The acoustic layer provided by the three spatially dispersed CDs emanating from three sets of active stereo speakers sets up a compositional web, which the other instrumental, vocal and theatrical elements are woven into and relate to each other in various ways. This is because even the parts which are performed live – however different the may have been designed in material and form of notation – have (in contrast to Cage’s simultaneous pieces) been conceptualised from the beginning in relation to each other and attuned to each other in various ways with regard to their dramaturgy and tonality. Hence the simultaneity achieved is situated in a field of tension between an autonomy of synchronously running structures on the one hand and a compositional plan on the other, which has always envisioned the sum of these structures as a whole, despite their autonomy.

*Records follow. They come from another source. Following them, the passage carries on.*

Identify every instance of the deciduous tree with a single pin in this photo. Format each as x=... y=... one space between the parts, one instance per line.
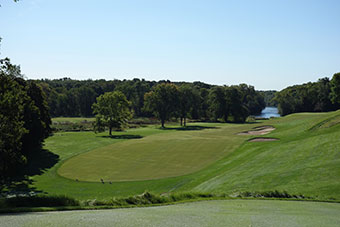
x=112 y=111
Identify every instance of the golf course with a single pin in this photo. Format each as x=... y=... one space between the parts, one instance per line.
x=203 y=157
x=222 y=160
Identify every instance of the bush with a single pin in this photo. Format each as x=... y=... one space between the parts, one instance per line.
x=38 y=201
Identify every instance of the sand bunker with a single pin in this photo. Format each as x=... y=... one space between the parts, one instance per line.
x=262 y=139
x=261 y=130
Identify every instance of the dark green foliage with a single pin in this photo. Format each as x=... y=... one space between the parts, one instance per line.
x=112 y=111
x=310 y=97
x=148 y=198
x=269 y=97
x=335 y=93
x=67 y=97
x=24 y=118
x=234 y=103
x=38 y=201
x=163 y=101
x=272 y=194
x=188 y=99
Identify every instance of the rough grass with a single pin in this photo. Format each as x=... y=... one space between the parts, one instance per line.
x=208 y=213
x=153 y=157
x=303 y=161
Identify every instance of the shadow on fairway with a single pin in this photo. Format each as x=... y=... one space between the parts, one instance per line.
x=190 y=128
x=123 y=137
x=20 y=183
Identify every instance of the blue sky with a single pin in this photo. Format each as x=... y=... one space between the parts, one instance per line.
x=268 y=44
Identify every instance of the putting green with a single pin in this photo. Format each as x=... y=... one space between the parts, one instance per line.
x=163 y=155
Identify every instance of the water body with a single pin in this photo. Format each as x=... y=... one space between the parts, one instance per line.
x=269 y=112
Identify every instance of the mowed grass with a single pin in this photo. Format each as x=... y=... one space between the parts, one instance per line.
x=305 y=160
x=234 y=213
x=156 y=156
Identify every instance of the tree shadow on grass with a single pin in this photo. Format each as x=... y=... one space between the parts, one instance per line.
x=20 y=183
x=190 y=128
x=123 y=137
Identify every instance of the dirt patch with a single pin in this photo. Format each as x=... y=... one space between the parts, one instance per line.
x=259 y=139
x=261 y=130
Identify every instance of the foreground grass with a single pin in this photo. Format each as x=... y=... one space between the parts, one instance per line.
x=305 y=160
x=154 y=157
x=208 y=213
x=71 y=144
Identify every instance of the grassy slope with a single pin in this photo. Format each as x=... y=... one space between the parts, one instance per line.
x=158 y=156
x=209 y=213
x=302 y=161
x=67 y=145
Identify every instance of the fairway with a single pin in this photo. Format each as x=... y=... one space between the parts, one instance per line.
x=175 y=153
x=236 y=213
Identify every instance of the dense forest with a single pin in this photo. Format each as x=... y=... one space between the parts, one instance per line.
x=67 y=97
x=24 y=118
x=269 y=97
x=320 y=96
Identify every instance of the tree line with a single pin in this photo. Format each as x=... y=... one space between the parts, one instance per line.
x=24 y=118
x=197 y=100
x=320 y=96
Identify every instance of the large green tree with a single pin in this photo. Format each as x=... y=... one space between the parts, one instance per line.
x=112 y=111
x=24 y=117
x=163 y=101
x=335 y=83
x=187 y=100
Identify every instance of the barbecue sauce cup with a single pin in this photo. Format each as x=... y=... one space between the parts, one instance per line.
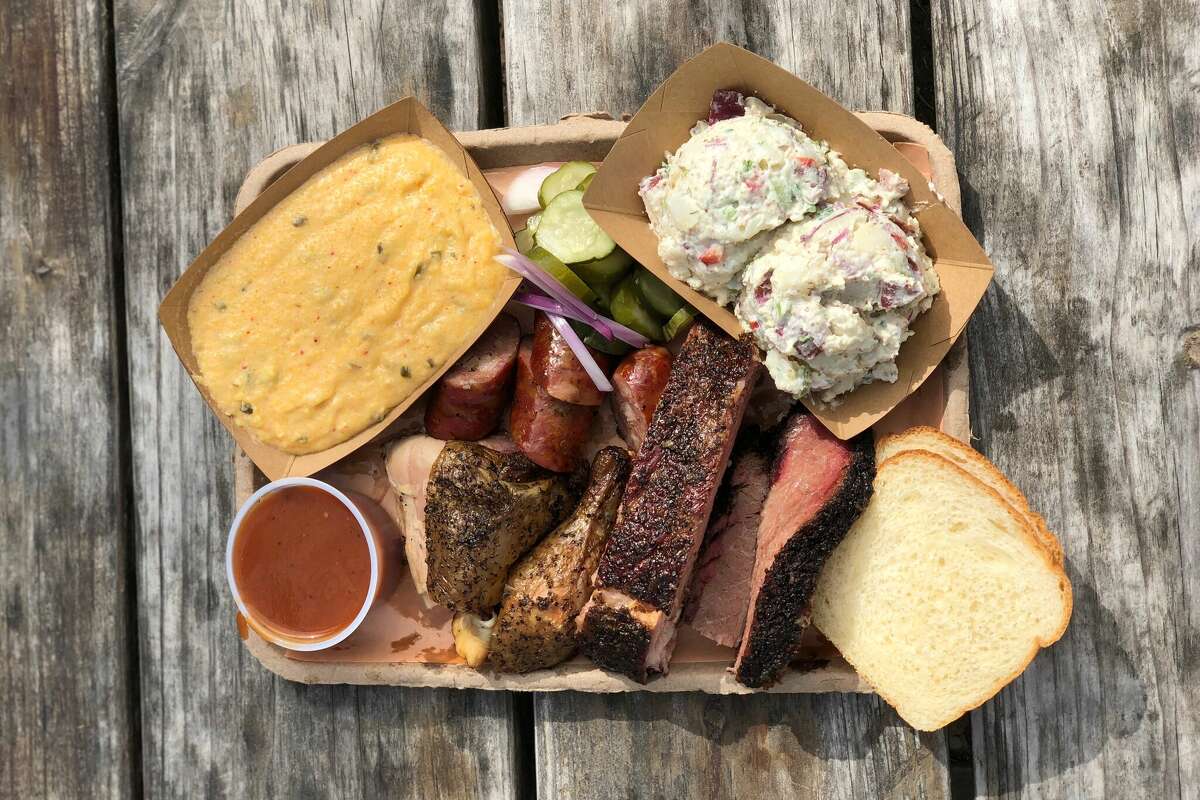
x=306 y=561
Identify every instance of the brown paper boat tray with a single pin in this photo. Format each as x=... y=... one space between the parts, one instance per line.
x=941 y=401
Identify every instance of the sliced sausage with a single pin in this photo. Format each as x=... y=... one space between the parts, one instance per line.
x=551 y=433
x=558 y=371
x=637 y=386
x=468 y=401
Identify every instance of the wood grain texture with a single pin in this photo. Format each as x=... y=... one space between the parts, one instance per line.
x=1077 y=128
x=565 y=55
x=687 y=745
x=66 y=705
x=207 y=89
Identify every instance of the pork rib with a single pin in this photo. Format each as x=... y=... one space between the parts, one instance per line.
x=819 y=488
x=629 y=623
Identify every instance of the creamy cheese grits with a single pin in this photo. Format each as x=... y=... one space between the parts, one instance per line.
x=346 y=296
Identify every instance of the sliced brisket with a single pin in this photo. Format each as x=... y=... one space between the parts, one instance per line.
x=820 y=486
x=629 y=623
x=720 y=587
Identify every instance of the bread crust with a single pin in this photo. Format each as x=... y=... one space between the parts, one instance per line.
x=1032 y=537
x=910 y=440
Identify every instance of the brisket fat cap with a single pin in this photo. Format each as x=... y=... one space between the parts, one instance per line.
x=820 y=486
x=678 y=469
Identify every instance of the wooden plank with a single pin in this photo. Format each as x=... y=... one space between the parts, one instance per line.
x=207 y=89
x=685 y=745
x=1077 y=127
x=66 y=716
x=563 y=56
x=574 y=56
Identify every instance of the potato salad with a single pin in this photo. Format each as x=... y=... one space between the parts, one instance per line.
x=823 y=264
x=731 y=182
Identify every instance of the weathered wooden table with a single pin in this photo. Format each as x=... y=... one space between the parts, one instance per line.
x=125 y=128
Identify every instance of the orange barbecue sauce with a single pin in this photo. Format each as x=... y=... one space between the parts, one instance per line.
x=301 y=563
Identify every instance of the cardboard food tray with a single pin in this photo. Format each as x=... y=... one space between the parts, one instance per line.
x=664 y=122
x=941 y=401
x=406 y=115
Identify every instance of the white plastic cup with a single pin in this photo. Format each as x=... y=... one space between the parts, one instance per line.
x=382 y=537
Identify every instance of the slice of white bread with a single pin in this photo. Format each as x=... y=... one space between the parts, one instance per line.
x=940 y=594
x=963 y=455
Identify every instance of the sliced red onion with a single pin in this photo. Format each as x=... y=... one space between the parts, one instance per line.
x=541 y=302
x=573 y=306
x=581 y=352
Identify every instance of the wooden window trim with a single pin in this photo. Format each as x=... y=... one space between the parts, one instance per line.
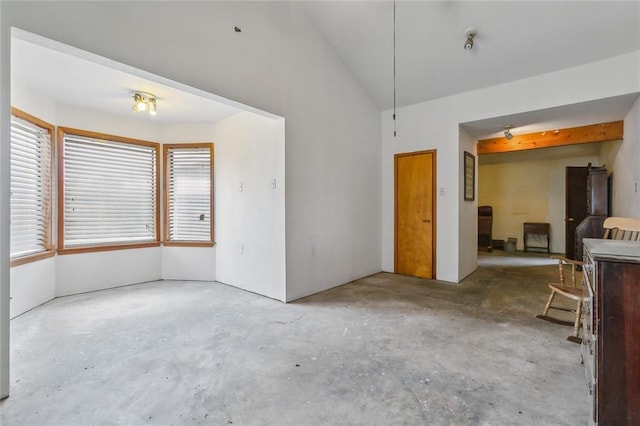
x=48 y=241
x=62 y=131
x=165 y=193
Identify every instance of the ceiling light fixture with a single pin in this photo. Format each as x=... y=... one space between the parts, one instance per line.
x=470 y=34
x=507 y=133
x=144 y=101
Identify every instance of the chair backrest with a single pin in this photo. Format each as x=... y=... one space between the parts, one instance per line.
x=622 y=228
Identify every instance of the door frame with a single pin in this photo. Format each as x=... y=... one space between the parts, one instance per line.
x=434 y=206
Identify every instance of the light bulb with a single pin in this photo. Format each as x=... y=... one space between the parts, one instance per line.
x=153 y=110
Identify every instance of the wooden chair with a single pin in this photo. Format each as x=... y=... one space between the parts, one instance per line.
x=615 y=228
x=573 y=290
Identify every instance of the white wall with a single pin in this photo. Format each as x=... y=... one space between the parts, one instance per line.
x=248 y=149
x=281 y=64
x=5 y=126
x=623 y=161
x=80 y=273
x=250 y=223
x=468 y=224
x=434 y=125
x=33 y=284
x=529 y=186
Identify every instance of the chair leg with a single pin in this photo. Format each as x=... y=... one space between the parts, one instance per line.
x=548 y=305
x=576 y=325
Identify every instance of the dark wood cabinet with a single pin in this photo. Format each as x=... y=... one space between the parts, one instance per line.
x=597 y=207
x=611 y=342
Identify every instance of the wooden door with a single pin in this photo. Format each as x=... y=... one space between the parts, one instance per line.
x=415 y=213
x=576 y=205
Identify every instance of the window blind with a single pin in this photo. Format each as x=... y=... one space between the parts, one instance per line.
x=30 y=188
x=189 y=175
x=110 y=192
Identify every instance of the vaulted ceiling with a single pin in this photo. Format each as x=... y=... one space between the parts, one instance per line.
x=515 y=40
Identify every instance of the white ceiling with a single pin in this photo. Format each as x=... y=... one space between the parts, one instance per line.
x=84 y=80
x=515 y=40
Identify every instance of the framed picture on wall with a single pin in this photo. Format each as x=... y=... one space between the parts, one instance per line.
x=469 y=176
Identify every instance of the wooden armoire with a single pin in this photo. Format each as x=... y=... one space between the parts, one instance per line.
x=597 y=208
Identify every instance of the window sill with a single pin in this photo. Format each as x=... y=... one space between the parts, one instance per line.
x=92 y=249
x=32 y=258
x=188 y=244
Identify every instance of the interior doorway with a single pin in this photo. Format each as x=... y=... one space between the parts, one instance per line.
x=415 y=207
x=576 y=205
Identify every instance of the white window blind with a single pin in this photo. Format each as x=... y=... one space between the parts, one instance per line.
x=110 y=192
x=30 y=188
x=188 y=180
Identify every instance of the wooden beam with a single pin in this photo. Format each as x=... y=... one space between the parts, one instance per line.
x=552 y=138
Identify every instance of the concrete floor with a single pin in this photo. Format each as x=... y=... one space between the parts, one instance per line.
x=383 y=350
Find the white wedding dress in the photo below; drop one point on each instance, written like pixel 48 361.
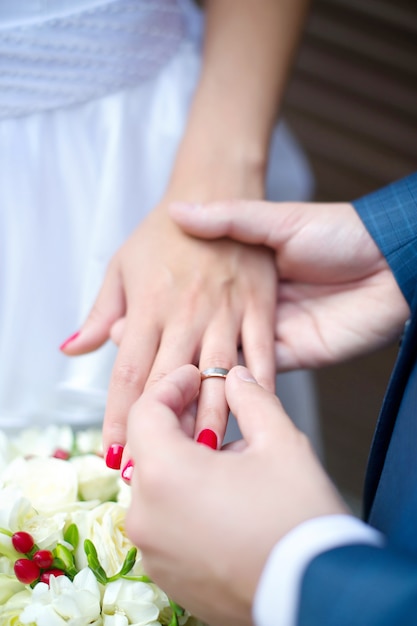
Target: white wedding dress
pixel 94 97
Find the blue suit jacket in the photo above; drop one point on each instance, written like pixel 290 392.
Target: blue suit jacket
pixel 363 585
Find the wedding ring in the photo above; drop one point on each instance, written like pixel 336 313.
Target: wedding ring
pixel 214 372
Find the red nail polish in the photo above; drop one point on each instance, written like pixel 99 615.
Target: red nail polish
pixel 208 438
pixel 114 456
pixel 128 471
pixel 67 341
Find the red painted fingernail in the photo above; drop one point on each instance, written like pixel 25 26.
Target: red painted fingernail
pixel 128 470
pixel 67 341
pixel 208 438
pixel 114 456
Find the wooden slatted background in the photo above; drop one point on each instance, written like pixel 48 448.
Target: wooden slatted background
pixel 353 96
pixel 352 102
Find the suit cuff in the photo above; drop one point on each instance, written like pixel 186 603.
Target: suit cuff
pixel 277 595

Volumen 1 will have to be performed as a kind of overture in the foyer of the theatre in a full production of Das Konvolut. The spatial arrangement of the different levels in a foyer adds a further aspect to the simultaneity: the total result takes shape in different ways depending on where one is situated as an audience member. If one decides to stand next to the singer for the whole duration of the piece, one will predominantly experience a scenic monodrama with instrumental accompaniment. If one finds oneself nearer to the percussionist, one would perceive the event more as a solo concert for percussion and chamber ensemble, in which the singer is merely integrated as an added timbre, etc.
The different aesthetic elements, out of which this first ‘Volume n’ of the Konvolut is constructed, are not at least sketches, which can be developed further in various ways in forthcoming volumes.
Volumen 2 of the Konvolut is a sequence of small music-theatrical sketches or studies, while Volumen 3 contains amongst other things a veritable opera – my thirteen-minute long La Didone abbandonata. Volumen 1–3 could – according to my current plans – be the first part of the final project. Then there would be an interval, during which Volumen 4 could be played: this part is a pure noise composition for percussionists and CDs entitled Holzstück I–IV [Wood Piece I–IV]. Like the opening Volumen 1 this volume could be performed in the foyer. The ensuing second part of the evening (presumably Volumen 5–7) is not even at a conceptual stage. So we are talking about a work in progress, which is completely open ended. Its dramaturgy thus corresponds to the chosen form of documentation and notation of the ‘Konvolut’. Where and to what extent this is going to grow unchecked is entirely open at this stage.
(Translation: David Roesner)
Note
1. “Wenn er verlegen war irgendwie, fing er auch an zu stottern, oder so. […] Er konnte manche Sätze nicht sagen: Für ‘Brötchen’ hat er dann ‘Brönnchen’ gesagt”.
2. The German word ‘Konvolut’, from lat. Convolutum = ‘rolled up’ has no direct equivalent in English. It refers to a bundle of different heterogeneous documents, which may consist of different media (note from the translator).